Limitations & Future Work

  • Only investigated one language (Manchu), which is an agglutinative language with clear boundaries between stems and suffixes; whether the study's conclusions hold for languages with other typological characteristics (such as isolating or inflectional languages) remains uncertain.
  • Only explored the Manchu \(\rightarrow\) English direction, without investigating the reverse direction.
  • The CoT experiments tested only limited strategies; more optimized CoT designs might yield different results.
  • The character-encryption did not alter the typological characteristics of Manchu (e.g., word order, agglutinative structure); more aggressive "pseudo-language" designs might lead to different findings.
  • Future work can extend this framework to more low-resource languages, especially those with different distributions of corpus resources.
  • vs LingoLLM (Zhang et al., 2024b): LingoLLM verified the feasibility of in-context translation across multiple low-resource languages but did not systematically ablate the contribution of each component.

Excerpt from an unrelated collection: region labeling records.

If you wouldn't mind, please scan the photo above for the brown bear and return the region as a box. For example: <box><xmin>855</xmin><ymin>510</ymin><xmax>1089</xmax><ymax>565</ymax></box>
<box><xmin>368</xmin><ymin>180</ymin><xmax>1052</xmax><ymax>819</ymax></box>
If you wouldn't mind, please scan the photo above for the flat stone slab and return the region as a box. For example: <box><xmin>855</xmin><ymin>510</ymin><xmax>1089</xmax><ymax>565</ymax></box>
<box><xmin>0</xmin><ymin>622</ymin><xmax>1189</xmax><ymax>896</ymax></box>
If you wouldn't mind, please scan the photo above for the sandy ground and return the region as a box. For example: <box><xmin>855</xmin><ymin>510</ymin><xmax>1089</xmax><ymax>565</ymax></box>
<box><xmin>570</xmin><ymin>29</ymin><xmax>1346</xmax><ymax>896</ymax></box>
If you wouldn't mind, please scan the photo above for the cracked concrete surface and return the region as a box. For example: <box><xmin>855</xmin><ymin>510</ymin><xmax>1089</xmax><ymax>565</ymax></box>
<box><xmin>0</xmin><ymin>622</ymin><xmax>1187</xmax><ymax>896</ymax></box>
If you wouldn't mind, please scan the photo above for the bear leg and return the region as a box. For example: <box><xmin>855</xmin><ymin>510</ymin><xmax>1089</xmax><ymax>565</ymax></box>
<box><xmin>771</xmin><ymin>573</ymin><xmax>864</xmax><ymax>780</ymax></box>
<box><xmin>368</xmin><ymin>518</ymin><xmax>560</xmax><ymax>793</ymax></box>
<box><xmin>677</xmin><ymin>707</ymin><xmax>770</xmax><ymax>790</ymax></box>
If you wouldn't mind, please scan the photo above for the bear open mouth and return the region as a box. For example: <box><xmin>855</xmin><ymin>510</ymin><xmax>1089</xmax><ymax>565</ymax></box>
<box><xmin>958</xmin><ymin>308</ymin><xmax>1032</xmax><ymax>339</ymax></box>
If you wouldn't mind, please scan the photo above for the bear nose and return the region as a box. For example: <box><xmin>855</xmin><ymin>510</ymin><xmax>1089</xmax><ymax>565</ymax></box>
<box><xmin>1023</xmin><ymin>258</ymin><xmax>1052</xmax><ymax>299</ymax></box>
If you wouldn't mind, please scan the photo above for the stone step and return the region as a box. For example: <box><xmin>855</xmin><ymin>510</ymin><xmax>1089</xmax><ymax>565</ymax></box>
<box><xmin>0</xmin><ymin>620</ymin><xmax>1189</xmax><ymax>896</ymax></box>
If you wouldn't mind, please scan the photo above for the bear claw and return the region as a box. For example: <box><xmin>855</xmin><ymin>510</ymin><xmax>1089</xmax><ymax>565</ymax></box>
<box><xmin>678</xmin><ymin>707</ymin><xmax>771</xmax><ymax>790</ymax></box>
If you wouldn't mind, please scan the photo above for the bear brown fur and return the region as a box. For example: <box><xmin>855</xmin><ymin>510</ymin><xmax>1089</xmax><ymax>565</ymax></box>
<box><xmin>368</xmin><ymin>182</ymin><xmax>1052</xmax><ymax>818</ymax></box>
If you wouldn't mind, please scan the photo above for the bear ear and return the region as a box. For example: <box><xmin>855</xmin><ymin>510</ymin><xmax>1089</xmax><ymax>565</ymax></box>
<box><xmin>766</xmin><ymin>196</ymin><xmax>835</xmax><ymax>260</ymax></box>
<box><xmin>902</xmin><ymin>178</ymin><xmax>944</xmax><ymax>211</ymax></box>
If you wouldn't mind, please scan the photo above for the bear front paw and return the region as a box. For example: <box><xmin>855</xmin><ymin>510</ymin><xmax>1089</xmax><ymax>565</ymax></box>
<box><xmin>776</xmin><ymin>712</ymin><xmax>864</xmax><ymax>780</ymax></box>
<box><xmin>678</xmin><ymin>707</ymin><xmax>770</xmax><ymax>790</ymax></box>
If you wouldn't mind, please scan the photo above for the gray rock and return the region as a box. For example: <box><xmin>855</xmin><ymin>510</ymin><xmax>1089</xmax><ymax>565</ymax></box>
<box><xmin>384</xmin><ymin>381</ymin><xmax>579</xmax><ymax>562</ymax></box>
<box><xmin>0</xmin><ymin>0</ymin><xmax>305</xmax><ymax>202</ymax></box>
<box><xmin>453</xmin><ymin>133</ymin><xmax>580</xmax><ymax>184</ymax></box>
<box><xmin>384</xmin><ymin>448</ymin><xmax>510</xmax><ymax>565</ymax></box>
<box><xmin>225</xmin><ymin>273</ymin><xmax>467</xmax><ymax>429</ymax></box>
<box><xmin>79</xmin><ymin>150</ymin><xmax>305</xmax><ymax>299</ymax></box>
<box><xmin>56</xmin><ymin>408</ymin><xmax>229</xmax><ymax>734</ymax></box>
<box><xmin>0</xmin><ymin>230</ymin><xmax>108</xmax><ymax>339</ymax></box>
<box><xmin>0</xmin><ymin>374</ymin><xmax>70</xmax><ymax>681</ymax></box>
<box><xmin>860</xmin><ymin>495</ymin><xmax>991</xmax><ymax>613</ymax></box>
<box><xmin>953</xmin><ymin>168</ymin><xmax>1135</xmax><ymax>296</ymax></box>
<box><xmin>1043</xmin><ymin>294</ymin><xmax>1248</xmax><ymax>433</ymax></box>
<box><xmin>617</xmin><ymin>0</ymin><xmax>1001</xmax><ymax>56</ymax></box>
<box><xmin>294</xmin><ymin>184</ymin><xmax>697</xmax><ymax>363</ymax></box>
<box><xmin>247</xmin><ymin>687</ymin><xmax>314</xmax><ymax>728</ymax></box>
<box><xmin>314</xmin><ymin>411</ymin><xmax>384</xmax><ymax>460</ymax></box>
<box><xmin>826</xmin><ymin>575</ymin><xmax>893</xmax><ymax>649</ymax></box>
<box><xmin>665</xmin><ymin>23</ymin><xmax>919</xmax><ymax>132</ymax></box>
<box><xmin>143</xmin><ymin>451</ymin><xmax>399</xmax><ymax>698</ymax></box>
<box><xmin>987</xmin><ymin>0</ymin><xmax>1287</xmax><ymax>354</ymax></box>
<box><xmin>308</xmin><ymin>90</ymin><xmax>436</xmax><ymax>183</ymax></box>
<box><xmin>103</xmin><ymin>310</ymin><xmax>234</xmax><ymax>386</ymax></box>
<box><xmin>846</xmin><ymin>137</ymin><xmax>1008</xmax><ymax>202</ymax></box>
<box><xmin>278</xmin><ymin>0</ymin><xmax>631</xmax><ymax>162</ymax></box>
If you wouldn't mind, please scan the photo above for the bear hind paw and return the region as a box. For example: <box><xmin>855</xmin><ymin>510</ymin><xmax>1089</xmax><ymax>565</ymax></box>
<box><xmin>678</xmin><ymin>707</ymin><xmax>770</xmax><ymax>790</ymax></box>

This paper's ablation experiments are more rigorous and comprehensive.
  • vs Tanzer et al. (2024): This ICLR 2024 work proposed a benchmark for learning to translate from a grammar book but did not differentiate the relative contributions of dictionaries and grammar. This paper clearly demonstrates that dictionaries are far more important than grammar.
  • vs Hus & Anastasopoulos (2024): EMNLP 2024's "Back to School" also explored utilizing grammar books for translation but did not conduct encryption experiments to isolate prior knowledge.

Rating

  • Novelty: ⭐⭐⭐⭐ The encryption experiment is ingeniously designed, and the ablation analysis is comprehensive, though the method itself (prompt + retrieval) is not novel.
  • Experimental Thoroughness: ⭐⭐⭐⭐⭐ Extremely detailed ablations, multi-model comparisons, encryption experiments, and data augmentation applications make it highly complete.
  • Writing Quality: ⭐⭐⭐⭐⭐ Logically rigorous, clear figures and tables, and detailed appendices, making it a high-quality empirical research paper.
  • Value: ⭐⭐⭐⭐ Provides a clear practical guide for low-resource in-context translation (prioritize dictionaries and examples, ignore grammar and CoT).